Nursultan Nazarbayev has been President since 1990 when Kazakhstan gained independence from the former Soviet Union on Friday the Kazakh parliament voted overwhelmingly for him to remain president until 2020 bypassing two elections.
Kazakhstan’s parliament, in which every elected seat is held by the ruling Nur Otan party, passed legislation proclaiming Mr Nazarbayev “first president and leader of the nation.”
The laws grant him the right to intervene in policy after he retires – a little like Lee Kuan Yew, who served as “minister mentor” after he retired as Singapore’s prime minister, having served from 1959 to 1990.
Kazakhstan’s parliament also enhanced Mr Nazarbayev’s immunity from prosecution, and protected his family’s properties.
Rozakul Khalmudarov, a senior Kazakh politician, also said the laws make it an offence to damage statues of Mr Nazarbayev, or to “distort facts in the biography of the leader of the nation.”

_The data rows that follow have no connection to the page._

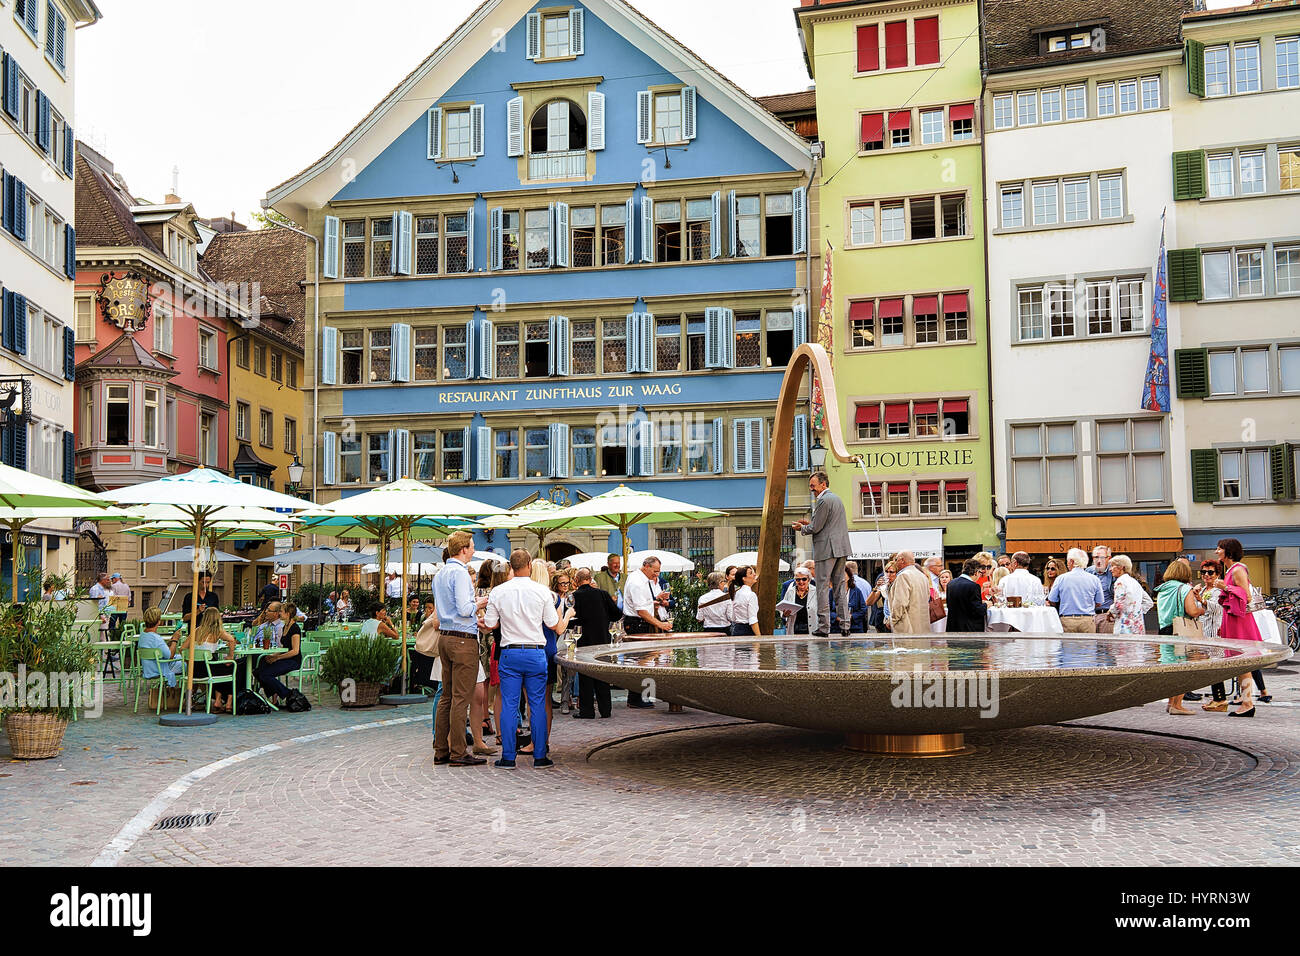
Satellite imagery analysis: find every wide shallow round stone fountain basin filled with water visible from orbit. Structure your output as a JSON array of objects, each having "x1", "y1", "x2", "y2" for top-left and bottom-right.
[{"x1": 559, "y1": 633, "x2": 1291, "y2": 734}]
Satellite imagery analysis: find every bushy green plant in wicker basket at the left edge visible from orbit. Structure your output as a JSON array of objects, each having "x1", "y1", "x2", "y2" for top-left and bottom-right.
[{"x1": 0, "y1": 568, "x2": 99, "y2": 760}]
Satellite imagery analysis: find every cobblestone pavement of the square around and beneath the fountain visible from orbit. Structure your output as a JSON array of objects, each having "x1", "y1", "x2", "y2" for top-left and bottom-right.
[{"x1": 0, "y1": 667, "x2": 1300, "y2": 865}]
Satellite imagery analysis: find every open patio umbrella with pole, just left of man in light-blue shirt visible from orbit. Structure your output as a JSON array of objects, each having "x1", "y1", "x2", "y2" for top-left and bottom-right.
[{"x1": 303, "y1": 477, "x2": 502, "y2": 704}]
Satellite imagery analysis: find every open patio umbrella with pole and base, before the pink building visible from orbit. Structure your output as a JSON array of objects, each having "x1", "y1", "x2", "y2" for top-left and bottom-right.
[{"x1": 104, "y1": 468, "x2": 312, "y2": 726}]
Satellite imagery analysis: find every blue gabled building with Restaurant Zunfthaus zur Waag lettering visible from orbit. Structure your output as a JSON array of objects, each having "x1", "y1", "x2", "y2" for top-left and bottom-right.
[{"x1": 267, "y1": 0, "x2": 819, "y2": 564}]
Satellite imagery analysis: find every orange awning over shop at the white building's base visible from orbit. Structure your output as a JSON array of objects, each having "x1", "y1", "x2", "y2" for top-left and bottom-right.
[{"x1": 1006, "y1": 514, "x2": 1183, "y2": 554}]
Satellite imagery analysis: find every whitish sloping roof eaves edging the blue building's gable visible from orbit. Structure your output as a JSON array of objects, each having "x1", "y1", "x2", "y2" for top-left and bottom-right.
[{"x1": 263, "y1": 0, "x2": 811, "y2": 221}]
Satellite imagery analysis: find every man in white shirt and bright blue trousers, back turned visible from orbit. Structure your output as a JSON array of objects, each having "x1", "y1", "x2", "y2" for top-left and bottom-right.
[{"x1": 484, "y1": 550, "x2": 560, "y2": 769}]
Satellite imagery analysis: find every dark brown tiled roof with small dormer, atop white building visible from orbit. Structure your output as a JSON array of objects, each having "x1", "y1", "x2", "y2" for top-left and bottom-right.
[{"x1": 984, "y1": 0, "x2": 1193, "y2": 73}]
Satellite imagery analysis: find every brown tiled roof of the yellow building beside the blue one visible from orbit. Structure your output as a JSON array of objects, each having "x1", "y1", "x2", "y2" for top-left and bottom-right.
[{"x1": 202, "y1": 226, "x2": 308, "y2": 349}]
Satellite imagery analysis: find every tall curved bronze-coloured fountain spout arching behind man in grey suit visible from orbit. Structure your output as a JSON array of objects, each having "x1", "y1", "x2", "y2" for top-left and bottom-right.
[{"x1": 758, "y1": 343, "x2": 861, "y2": 631}]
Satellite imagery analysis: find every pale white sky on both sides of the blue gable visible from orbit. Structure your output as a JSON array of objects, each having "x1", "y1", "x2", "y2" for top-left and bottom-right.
[{"x1": 75, "y1": 0, "x2": 811, "y2": 225}]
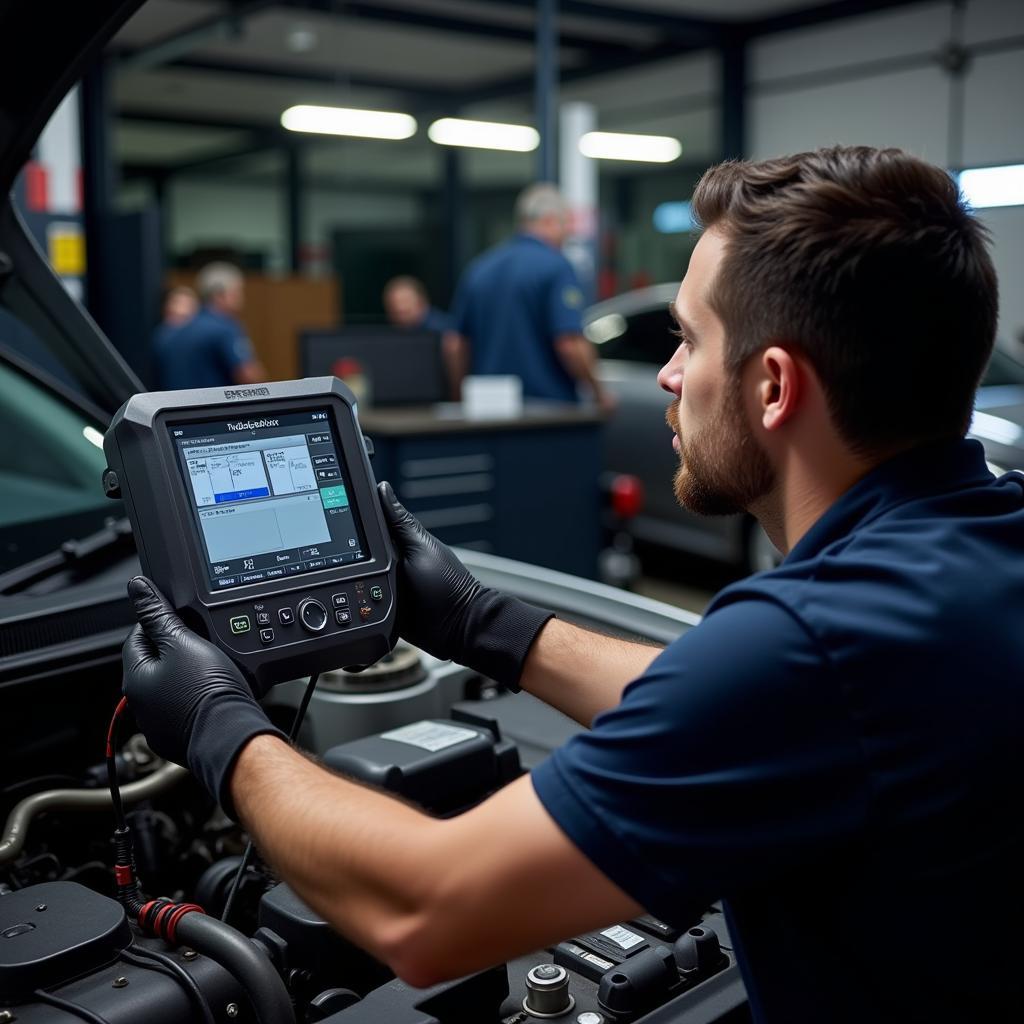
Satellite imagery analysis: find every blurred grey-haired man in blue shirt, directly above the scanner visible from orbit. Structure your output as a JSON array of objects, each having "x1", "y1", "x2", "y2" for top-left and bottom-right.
[{"x1": 154, "y1": 263, "x2": 266, "y2": 391}]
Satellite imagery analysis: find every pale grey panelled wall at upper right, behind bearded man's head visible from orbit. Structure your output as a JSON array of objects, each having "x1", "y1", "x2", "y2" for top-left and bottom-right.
[{"x1": 749, "y1": 0, "x2": 1024, "y2": 342}]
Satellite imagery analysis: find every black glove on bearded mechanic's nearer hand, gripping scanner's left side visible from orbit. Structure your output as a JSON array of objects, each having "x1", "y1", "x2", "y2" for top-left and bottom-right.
[{"x1": 122, "y1": 577, "x2": 286, "y2": 817}]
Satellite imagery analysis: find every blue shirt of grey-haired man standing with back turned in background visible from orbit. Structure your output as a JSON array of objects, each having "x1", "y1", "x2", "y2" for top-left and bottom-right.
[{"x1": 453, "y1": 233, "x2": 583, "y2": 401}]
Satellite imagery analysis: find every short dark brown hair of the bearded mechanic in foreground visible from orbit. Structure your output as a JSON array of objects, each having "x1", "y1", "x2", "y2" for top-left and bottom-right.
[{"x1": 692, "y1": 146, "x2": 998, "y2": 454}]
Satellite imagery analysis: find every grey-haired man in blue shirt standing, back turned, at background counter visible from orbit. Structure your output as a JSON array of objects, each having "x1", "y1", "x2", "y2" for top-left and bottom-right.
[{"x1": 444, "y1": 184, "x2": 611, "y2": 408}]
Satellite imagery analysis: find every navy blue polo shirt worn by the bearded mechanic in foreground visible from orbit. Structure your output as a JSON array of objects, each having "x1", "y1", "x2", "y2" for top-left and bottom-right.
[{"x1": 532, "y1": 440, "x2": 1024, "y2": 1024}]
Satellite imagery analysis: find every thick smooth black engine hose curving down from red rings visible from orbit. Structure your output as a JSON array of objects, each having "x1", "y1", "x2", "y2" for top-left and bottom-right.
[{"x1": 176, "y1": 913, "x2": 295, "y2": 1024}]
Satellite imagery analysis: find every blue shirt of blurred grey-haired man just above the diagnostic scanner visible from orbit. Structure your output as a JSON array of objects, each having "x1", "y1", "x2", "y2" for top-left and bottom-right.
[{"x1": 154, "y1": 306, "x2": 254, "y2": 391}]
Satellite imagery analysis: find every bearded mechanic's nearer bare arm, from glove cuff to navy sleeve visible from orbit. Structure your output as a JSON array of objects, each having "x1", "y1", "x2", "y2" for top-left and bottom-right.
[{"x1": 231, "y1": 736, "x2": 640, "y2": 987}]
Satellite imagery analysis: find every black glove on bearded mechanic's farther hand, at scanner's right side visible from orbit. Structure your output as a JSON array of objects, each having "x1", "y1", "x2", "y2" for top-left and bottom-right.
[{"x1": 378, "y1": 480, "x2": 553, "y2": 690}]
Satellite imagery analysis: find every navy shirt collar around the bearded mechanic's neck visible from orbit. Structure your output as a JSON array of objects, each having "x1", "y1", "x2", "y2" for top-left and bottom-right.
[{"x1": 785, "y1": 438, "x2": 992, "y2": 562}]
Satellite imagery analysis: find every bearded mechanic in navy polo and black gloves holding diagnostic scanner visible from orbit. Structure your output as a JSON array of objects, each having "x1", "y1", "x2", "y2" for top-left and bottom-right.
[{"x1": 125, "y1": 147, "x2": 1024, "y2": 1024}]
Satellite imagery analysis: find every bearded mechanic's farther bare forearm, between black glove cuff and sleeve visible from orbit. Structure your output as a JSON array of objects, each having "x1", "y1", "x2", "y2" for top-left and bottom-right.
[{"x1": 519, "y1": 618, "x2": 662, "y2": 726}]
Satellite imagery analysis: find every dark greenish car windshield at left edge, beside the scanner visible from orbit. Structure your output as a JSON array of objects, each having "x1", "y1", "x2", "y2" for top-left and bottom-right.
[{"x1": 0, "y1": 339, "x2": 121, "y2": 572}]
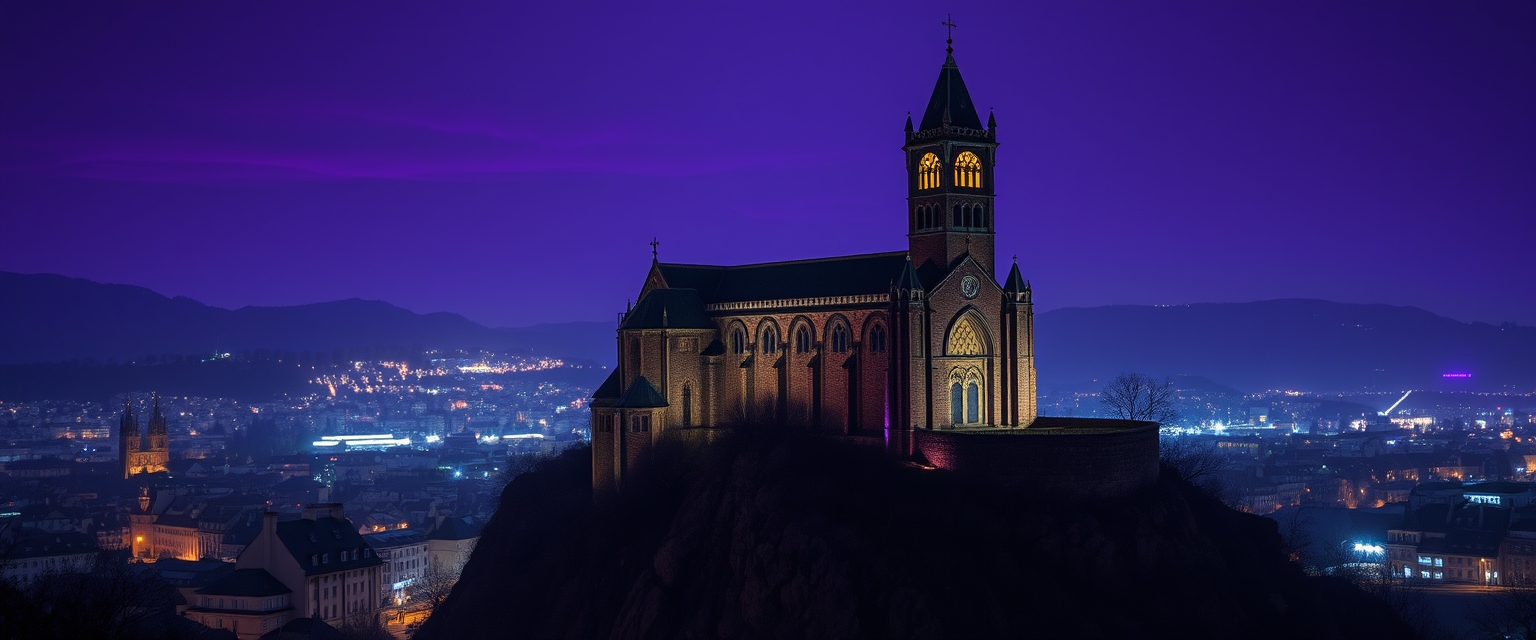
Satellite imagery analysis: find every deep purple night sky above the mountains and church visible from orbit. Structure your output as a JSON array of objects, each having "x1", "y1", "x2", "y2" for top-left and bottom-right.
[{"x1": 0, "y1": 0, "x2": 1536, "y2": 325}]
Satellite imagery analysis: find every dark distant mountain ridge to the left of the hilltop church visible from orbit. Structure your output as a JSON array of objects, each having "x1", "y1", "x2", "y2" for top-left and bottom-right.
[{"x1": 0, "y1": 272, "x2": 614, "y2": 364}]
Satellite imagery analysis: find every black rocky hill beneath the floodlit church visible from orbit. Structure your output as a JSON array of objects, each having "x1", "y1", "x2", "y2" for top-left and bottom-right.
[{"x1": 418, "y1": 434, "x2": 1410, "y2": 640}]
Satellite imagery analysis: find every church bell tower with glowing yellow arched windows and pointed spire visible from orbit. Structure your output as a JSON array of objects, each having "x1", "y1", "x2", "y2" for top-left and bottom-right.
[{"x1": 902, "y1": 31, "x2": 997, "y2": 279}]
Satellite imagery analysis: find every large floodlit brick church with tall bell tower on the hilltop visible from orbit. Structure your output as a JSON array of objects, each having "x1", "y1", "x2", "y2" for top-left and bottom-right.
[{"x1": 591, "y1": 41, "x2": 1035, "y2": 490}]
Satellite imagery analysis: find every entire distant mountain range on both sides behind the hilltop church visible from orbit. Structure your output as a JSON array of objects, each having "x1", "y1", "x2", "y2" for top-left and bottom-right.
[{"x1": 0, "y1": 272, "x2": 1536, "y2": 393}]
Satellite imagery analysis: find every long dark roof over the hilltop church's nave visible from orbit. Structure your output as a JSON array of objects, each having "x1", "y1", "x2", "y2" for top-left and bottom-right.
[{"x1": 659, "y1": 252, "x2": 906, "y2": 302}]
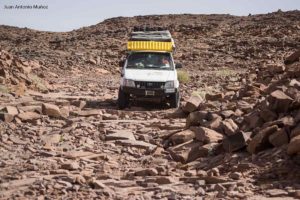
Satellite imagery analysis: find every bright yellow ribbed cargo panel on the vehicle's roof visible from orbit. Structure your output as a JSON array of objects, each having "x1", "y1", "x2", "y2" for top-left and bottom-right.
[{"x1": 127, "y1": 41, "x2": 173, "y2": 52}]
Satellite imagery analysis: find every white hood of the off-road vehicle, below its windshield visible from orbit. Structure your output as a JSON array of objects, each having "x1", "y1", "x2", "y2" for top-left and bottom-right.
[{"x1": 124, "y1": 69, "x2": 176, "y2": 82}]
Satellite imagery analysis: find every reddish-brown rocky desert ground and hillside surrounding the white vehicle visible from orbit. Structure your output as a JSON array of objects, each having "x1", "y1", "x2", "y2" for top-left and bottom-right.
[{"x1": 0, "y1": 11, "x2": 300, "y2": 199}]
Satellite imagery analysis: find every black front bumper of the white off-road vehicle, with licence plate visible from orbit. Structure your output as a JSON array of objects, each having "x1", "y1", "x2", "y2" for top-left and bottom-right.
[{"x1": 123, "y1": 87, "x2": 177, "y2": 98}]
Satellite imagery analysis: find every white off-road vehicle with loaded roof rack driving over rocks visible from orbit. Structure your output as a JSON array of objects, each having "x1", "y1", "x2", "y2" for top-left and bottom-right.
[{"x1": 118, "y1": 30, "x2": 182, "y2": 109}]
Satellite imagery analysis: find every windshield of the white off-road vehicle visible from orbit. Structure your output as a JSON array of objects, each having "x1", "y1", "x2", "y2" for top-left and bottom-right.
[{"x1": 127, "y1": 52, "x2": 173, "y2": 70}]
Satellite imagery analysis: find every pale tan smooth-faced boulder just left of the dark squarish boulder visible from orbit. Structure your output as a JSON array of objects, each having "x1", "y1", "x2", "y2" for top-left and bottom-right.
[{"x1": 190, "y1": 126, "x2": 224, "y2": 144}]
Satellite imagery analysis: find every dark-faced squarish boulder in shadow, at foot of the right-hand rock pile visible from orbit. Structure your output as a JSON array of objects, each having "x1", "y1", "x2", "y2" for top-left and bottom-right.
[{"x1": 222, "y1": 131, "x2": 251, "y2": 152}]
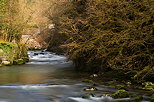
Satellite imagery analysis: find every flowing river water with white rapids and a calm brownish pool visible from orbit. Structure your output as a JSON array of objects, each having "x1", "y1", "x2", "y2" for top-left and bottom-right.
[{"x1": 0, "y1": 50, "x2": 150, "y2": 102}]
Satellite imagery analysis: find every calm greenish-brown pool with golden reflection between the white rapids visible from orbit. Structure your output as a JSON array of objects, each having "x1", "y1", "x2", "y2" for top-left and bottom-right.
[{"x1": 0, "y1": 65, "x2": 75, "y2": 85}]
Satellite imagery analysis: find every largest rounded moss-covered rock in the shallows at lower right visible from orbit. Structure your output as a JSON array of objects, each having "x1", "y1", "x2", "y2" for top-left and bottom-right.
[{"x1": 112, "y1": 90, "x2": 129, "y2": 98}]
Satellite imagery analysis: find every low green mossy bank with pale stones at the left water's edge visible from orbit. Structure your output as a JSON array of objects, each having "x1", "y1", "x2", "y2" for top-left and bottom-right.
[{"x1": 0, "y1": 42, "x2": 28, "y2": 66}]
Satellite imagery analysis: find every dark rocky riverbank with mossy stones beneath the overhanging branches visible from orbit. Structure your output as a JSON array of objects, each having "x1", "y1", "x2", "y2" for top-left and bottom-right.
[{"x1": 80, "y1": 71, "x2": 154, "y2": 102}]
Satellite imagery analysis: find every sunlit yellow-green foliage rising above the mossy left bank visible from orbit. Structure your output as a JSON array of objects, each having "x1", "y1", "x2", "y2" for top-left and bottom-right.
[{"x1": 0, "y1": 0, "x2": 24, "y2": 43}]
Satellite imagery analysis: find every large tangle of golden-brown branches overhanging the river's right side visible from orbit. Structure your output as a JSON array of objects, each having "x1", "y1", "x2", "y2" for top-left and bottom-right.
[{"x1": 47, "y1": 0, "x2": 154, "y2": 79}]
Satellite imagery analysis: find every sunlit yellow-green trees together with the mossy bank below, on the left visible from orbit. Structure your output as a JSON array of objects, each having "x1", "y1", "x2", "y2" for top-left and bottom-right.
[{"x1": 0, "y1": 0, "x2": 28, "y2": 66}]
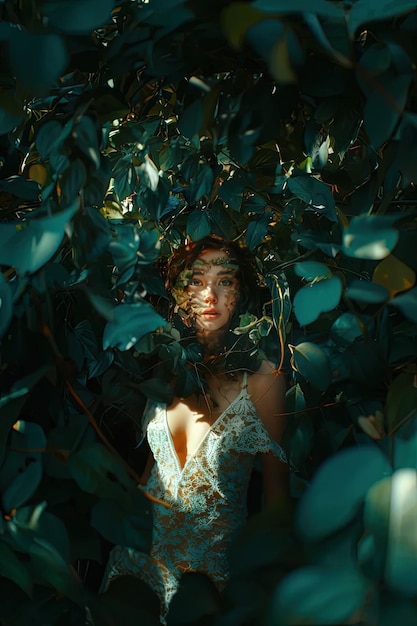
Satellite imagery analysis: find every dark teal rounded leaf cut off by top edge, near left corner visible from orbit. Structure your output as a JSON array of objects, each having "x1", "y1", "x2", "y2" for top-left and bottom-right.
[{"x1": 41, "y1": 0, "x2": 114, "y2": 34}]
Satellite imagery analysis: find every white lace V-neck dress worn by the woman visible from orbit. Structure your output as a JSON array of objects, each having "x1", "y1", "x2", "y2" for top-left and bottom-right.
[{"x1": 105, "y1": 381, "x2": 286, "y2": 614}]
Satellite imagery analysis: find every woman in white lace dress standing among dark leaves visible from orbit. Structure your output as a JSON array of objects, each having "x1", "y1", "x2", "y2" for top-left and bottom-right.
[{"x1": 105, "y1": 238, "x2": 288, "y2": 619}]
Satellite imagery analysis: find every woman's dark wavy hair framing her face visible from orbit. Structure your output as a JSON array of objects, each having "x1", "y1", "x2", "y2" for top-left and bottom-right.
[{"x1": 165, "y1": 236, "x2": 266, "y2": 374}]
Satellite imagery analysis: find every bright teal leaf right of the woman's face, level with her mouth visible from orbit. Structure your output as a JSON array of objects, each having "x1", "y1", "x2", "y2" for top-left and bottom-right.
[{"x1": 293, "y1": 276, "x2": 342, "y2": 326}]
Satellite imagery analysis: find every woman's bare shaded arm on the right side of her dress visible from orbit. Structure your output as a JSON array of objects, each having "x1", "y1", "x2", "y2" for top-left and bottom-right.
[{"x1": 248, "y1": 361, "x2": 290, "y2": 505}]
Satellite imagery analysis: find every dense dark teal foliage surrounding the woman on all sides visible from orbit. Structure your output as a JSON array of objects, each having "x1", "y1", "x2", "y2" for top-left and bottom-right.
[{"x1": 0, "y1": 0, "x2": 417, "y2": 626}]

"Over the past decade, Nazarbayev has developed into an autocrat," says Amirzhan Kosanov, a former deputy minister for youth and sport under Nazarbayev, who now serves as the general secretary of the social democratic Azat ("Freedom") Party. "He appoints the prime minister, the administrative heads of all the regions, judges right down to the district level and the election commission, and he leads the ruling Nur-Otan ("Light of the Fatherland") party, the only one represented in parliament. He clamps down on independent newspapers and has chased potentially threatening rivals out of the country." Corruption is horrendous, he adds, the gap between rich and poor has grown unbearable.